La truffe de la région
Là où les vaches laitières et les cultures dominent habituellement, un projet inhabituel a vu le jour en 2015 dans la ferme d’Andrina Bisaz et Urs Horni : une plantation de truffes. Inspirés par un stagiaire en agronomie et par la structure idéale du sol dans la vallée du Rhin, ils se sont aventurés dans le monde de la truffe de Bourgogne – un projet courageux et innovant dans la vallée du Rhin, juste à la frontière avec les Grisons.
Quelque 600 plants d’arbres inoculés de spores de truffes, dont des chênes, des hêtres, des tilleuls, des noisetiers, des mélèzes et des pins, ont été plantés sur environ 45 ares de surface de compensation écologique. Les plants ont profité de la nature alcaline et sablonneuse du sol de la vallée du Rhin.
Les soins intensifs pendant les huit premières années ont été purement manuels : arrosage quotidien, protection contre l’abroutissement et les mauvaises herbes, sans équipement lourd pour ne pas endommager les racines fragiles.
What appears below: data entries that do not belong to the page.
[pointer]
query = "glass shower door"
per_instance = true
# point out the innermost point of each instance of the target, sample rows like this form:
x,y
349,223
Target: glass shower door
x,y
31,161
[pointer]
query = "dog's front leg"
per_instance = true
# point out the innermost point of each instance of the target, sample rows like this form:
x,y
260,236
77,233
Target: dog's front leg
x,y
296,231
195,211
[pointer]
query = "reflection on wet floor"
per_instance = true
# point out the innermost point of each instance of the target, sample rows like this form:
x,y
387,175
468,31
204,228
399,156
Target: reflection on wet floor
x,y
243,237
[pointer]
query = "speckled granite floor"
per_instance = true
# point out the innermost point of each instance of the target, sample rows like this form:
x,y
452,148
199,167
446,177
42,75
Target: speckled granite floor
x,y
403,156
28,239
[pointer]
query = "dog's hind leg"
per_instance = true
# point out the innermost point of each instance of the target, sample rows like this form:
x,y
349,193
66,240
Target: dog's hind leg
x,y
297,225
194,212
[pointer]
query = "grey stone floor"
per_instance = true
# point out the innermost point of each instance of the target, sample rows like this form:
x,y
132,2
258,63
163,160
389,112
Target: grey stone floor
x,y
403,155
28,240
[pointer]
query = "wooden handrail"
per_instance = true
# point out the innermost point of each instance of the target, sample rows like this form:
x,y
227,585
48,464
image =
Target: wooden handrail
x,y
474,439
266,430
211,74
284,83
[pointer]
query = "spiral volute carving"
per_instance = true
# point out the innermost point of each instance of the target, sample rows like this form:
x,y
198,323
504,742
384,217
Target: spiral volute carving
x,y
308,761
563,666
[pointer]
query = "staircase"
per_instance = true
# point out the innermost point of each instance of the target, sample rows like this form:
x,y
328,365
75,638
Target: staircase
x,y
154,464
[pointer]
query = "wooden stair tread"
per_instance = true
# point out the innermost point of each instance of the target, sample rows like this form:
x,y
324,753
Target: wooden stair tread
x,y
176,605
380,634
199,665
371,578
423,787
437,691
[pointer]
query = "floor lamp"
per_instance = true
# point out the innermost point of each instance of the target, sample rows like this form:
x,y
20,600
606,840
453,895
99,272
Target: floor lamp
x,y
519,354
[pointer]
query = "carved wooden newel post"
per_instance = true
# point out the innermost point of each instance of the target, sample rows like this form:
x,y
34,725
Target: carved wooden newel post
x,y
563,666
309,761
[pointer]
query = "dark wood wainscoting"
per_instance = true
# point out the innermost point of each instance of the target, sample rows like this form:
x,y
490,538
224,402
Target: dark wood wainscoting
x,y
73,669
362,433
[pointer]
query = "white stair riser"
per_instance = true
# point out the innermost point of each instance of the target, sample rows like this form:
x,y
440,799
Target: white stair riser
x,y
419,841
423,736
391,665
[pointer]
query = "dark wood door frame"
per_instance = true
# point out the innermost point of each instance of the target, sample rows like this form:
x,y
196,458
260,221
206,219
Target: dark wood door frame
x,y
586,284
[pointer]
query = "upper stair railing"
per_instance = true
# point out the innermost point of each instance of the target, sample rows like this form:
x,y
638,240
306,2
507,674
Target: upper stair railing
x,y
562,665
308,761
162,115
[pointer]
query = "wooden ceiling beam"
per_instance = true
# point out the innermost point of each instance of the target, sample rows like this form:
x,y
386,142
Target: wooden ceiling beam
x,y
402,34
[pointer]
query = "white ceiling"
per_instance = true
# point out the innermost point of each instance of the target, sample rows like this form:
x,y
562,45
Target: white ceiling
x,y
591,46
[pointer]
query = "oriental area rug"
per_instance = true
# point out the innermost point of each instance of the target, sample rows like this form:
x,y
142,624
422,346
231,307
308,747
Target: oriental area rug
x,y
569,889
Une culture durable sans intervention invasive – biodiversité comprise : insectes, oiseaux, animaux sauvages utilisent le bosquet comme habitat, la truffe étant considérée comme un « sous-produit » bienvenu.
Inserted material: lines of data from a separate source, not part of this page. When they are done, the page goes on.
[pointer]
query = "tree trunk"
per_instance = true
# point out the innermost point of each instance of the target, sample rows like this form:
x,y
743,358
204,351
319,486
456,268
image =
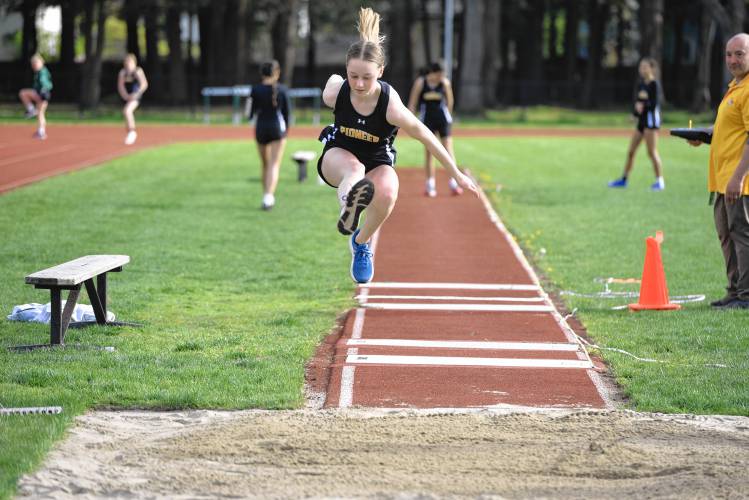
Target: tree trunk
x,y
400,73
177,83
91,78
572,19
491,60
701,98
283,36
132,14
243,40
311,44
651,28
153,61
597,22
205,23
426,32
69,9
471,88
29,40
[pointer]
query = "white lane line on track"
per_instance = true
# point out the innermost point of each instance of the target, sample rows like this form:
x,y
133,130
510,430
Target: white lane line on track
x,y
452,286
457,307
361,359
348,373
38,154
364,298
467,344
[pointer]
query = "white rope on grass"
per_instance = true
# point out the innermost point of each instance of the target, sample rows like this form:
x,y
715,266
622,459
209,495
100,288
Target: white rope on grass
x,y
48,410
587,344
610,294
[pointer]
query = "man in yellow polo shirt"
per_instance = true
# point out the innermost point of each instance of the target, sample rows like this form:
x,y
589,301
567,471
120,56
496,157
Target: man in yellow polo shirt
x,y
729,164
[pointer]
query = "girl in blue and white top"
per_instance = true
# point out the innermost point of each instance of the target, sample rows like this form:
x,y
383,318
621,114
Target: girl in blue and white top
x,y
647,111
270,102
131,84
359,158
432,101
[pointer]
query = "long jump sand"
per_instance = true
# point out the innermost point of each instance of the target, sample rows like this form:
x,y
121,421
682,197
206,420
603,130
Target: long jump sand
x,y
367,454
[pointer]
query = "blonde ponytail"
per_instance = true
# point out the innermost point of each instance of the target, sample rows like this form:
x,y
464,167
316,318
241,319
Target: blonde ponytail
x,y
369,26
369,46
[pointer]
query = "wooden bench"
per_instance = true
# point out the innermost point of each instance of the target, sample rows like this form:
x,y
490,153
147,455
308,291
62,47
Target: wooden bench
x,y
71,276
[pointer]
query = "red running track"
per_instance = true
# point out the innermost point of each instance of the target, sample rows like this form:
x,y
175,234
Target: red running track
x,y
455,318
69,147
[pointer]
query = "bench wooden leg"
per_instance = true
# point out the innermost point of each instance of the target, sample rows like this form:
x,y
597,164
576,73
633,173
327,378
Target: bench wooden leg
x,y
60,318
98,298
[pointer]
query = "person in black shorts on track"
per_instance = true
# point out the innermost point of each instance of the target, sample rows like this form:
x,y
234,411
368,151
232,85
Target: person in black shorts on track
x,y
270,103
131,84
358,157
432,101
36,99
648,114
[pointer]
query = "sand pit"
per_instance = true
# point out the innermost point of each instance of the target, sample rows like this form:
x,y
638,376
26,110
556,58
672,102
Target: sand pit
x,y
363,454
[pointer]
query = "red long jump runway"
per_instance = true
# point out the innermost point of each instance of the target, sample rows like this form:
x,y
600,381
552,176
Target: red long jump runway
x,y
24,160
455,318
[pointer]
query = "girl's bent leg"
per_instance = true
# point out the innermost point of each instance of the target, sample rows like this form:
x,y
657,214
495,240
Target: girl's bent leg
x,y
386,185
342,169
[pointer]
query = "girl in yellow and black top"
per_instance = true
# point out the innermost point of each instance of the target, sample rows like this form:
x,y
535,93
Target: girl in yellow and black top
x,y
36,99
359,158
648,113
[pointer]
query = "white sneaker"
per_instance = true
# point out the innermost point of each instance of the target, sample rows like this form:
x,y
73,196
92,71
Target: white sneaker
x,y
430,190
268,201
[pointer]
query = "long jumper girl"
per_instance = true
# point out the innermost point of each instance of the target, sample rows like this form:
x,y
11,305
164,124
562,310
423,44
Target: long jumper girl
x,y
359,157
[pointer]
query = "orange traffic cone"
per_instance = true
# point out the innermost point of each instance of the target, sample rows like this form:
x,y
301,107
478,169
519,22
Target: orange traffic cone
x,y
653,289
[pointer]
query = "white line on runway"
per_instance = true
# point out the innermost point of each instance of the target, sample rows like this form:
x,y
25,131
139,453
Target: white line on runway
x,y
458,307
363,298
451,286
469,344
37,154
467,361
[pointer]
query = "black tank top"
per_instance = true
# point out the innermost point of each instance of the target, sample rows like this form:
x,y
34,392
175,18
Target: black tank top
x,y
131,82
432,100
359,133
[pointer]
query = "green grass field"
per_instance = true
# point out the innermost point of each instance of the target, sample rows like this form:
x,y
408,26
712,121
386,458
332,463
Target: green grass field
x,y
234,300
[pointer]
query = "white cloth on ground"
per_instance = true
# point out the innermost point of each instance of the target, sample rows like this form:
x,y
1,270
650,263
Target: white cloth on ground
x,y
41,313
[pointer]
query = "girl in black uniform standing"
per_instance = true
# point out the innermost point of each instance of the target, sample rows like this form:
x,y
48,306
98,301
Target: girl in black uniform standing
x,y
648,114
270,103
432,96
131,84
359,156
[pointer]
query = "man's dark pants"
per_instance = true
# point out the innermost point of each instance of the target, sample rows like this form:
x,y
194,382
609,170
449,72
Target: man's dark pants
x,y
732,224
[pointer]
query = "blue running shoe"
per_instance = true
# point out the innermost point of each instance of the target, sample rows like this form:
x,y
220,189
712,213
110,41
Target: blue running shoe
x,y
362,267
658,186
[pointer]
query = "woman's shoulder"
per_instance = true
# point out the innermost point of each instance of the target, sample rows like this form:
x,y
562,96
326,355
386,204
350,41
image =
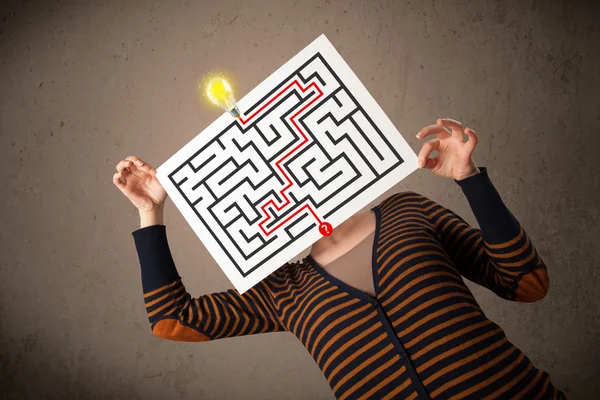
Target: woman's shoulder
x,y
401,198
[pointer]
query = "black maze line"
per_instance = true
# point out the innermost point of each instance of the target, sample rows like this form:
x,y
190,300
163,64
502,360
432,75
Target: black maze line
x,y
273,193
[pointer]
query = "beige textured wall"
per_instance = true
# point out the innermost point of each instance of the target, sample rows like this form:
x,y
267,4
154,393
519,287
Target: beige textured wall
x,y
84,84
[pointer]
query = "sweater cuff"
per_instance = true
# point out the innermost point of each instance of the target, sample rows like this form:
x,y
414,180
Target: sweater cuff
x,y
497,223
156,262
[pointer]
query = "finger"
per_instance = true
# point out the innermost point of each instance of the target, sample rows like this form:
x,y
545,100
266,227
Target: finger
x,y
437,130
457,128
472,138
142,165
430,163
123,165
147,168
426,150
117,180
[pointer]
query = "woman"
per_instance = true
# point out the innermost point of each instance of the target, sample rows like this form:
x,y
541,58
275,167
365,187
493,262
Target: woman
x,y
399,323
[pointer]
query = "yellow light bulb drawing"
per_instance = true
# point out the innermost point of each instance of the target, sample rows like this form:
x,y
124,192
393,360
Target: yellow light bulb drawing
x,y
220,93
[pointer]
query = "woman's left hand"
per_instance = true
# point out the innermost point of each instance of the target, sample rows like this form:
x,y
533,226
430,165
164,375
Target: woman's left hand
x,y
454,154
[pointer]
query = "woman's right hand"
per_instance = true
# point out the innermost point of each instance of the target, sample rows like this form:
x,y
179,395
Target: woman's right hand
x,y
139,184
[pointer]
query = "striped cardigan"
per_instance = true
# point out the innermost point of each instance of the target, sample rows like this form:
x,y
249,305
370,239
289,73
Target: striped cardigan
x,y
424,335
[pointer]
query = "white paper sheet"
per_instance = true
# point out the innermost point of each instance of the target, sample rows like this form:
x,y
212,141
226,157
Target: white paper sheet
x,y
313,146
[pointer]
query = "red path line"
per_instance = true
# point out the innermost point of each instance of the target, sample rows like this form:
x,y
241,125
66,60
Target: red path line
x,y
277,163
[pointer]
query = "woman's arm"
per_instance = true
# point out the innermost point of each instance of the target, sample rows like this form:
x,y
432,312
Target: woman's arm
x,y
500,255
175,315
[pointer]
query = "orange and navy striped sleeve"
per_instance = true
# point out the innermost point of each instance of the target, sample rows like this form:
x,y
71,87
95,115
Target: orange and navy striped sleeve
x,y
500,256
175,315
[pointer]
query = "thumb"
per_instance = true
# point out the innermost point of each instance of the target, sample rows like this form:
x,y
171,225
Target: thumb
x,y
472,139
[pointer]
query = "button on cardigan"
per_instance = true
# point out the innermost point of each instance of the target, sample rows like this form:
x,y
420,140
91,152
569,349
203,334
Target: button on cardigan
x,y
424,336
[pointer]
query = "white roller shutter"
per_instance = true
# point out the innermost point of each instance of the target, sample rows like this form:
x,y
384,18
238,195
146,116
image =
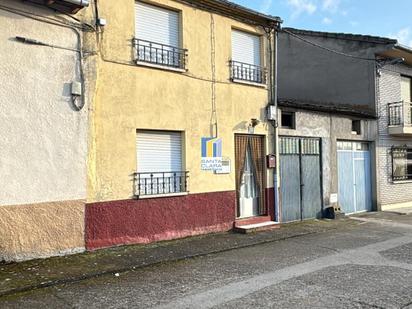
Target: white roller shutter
x,y
406,85
245,47
156,24
159,151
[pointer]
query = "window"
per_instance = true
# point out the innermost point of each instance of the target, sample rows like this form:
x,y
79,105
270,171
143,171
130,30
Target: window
x,y
159,163
246,58
288,120
401,163
157,32
356,127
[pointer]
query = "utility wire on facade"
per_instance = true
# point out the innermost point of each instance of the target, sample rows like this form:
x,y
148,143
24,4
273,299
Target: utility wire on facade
x,y
213,118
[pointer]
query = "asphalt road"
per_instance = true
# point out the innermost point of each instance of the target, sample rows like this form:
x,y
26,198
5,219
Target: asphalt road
x,y
364,266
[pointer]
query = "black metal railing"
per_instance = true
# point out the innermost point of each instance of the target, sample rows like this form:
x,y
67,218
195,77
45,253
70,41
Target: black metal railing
x,y
400,114
160,54
158,183
247,72
401,163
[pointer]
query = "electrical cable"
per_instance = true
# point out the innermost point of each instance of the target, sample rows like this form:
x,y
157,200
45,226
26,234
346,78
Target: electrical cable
x,y
75,28
213,117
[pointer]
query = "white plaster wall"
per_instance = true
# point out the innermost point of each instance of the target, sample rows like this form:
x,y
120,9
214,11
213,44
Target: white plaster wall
x,y
43,140
330,128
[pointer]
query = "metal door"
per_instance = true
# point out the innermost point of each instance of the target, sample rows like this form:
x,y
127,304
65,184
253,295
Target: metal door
x,y
300,178
354,176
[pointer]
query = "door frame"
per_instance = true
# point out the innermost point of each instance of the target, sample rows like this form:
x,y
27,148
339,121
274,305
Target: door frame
x,y
371,168
263,199
300,137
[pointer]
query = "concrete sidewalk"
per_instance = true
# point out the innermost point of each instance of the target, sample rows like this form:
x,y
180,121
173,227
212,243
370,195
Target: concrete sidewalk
x,y
26,276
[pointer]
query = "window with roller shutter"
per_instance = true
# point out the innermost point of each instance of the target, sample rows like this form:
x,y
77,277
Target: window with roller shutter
x,y
159,163
157,36
246,58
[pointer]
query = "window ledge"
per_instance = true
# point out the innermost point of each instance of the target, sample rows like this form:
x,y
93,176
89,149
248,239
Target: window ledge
x,y
244,82
145,197
160,67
Le succès de la récolte est arrivé pour la première fois en 2022 : après sept à huit ans, les premiers tubercules ont poussé, repérés par les chiens de la ferme, Indy et Taro, deux montagnards pyrénéens motivés qui complètent le projet de recherche de truffes. Les premières truffes d’été ont été mises au jour ; entre-temps, les quantités récoltées augmentent régulièrement, avec des fluctuations diverses – le plein potentiel est attendu pour la prochaine décennie – mais personne ne le saura.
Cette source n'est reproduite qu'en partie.